Montgomery could claim a victory, having sunk two of the Pook’s Turtles. Shelby Foote in The Civil War: A Narrative, Volume I records it this way: “Montgomery was satisfied…an ironclad could be sent to the bottom. He had done it twice in a single morning. Returning to a cheering reception at Memphis he triumphantly…(stated to the crowd) ‘they will never penetrate farther down the Mississippi.'” Meanwhile, unfortunately for the South, General Beauregard vacated Corinth to overwhelming Union forces on May 30. Consequently, Fort Pillow was now also outflanked, rendered indefensible, and evacuated.

In an incredibly unique coincidence, around this time the Union was also preparing a ram fleet of its own. The North’s proponent was Charles Ellet, whom McPherson describes as “one of those eccentric geniuses that wars often thrust forth…small and frail in build…Ellet was a giant in energy and ambition…A civil engineer by profession…his hobby was the study of the tactics of ramming in naval history.” Like his Confederate counterpart, Ellet also was unsuccessful in convincing the Union’s navy. However, when the USS Cumberland was sunk by the ram-tipped ironclad CSS Virginia, none other than Secretary of War Edwin Stanton took note and authorized Ellet to purchase seven strong riverboats and convert them into rams. In March of 1862 Ellet acquired them in Pittsburgh, Cincinnati, and New Albany, Indiana and had them swiftly converted and crewed within weeks. McPherson states, “Ellet had carpenters bolt three oak beams twelve to sixteen inches thick from stem to stern, the middle one directly on the keel. They bound the beams together crosswise with iron rods and screw bolts fastened to the hull, so that the whole weight of the boat would add its momentum to that of the central bulkhead at the moment of impact.” With 15-knot speed downstream, Ellet stated that, in accordance with the formula well-known to physicists and engineers, force equals mass times acceleration, the rams “will assuredly make their way through the hull of any transport or gunboat they may chance to hit fairly.” Ellet would soon prove it on June 6, 1862.
Aware of the upcoming battle and confident of victory, the South’s ram commander Montgomery invited the residents of Memphis to view the battle from the city’s bluffs. Thousands of them did. The Union ironclads came toward Memphis five abreast with Ellet’s rams behind and commenced long-range firing with their forward guns. Ellet in his ram Queen of the West along with the ram Monarch, which was commanded by Ellet’s brother, emerged between the ironclads at top speed toward the surprised Confederate rams. The Queen of the West quickly struck the Confederate ram Colonel Lovell and nearly broke her in half. Then two Confederate rams converged on the Monarch from opposite sides. The Monarch speedily slipped through them, whereupon the Confederate rams collided with one another, the first running aground and the other soon hit by devastating fire from the ironclads, which caused her boilers to explode.
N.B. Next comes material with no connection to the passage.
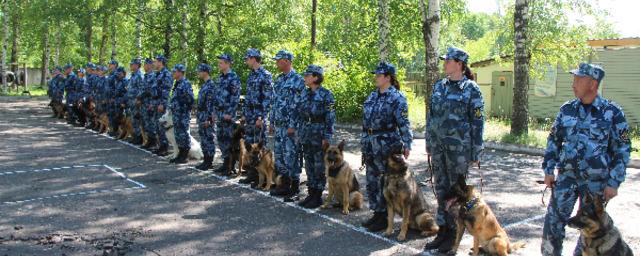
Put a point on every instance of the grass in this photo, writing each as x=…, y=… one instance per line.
x=34, y=90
The five other Confederate rams tried to escape downstream and in a running ten-mile fight all but one were sunk or captured. The South’s River Defense Fleet was virtually destroyed. Conversely, the only Union casualty was Charles Ellet himself, who was struck by a pistol shot while leading from above deck. His son, Charles Rivers Ellet, only 19 years old, soon debarked with three other crewmen at Memphis, which was remarkably undefended. They were howled at by the cursing crowd, but they promptly and courageously fixed a U.S. flag above the Memphis post office, declaring this important southern city reunited with the North.

The next destination for the Union’s boats was downstream, and this city was also the destination of the Roundtable’s 2025 field trip: Vicksburg, where the field trip’s participants learned and saw firsthand that that city’s defenses required exceedingly more than Ellet’s rams, Pook’s Turtles, and a nineteen-year-old with a flag to subdue!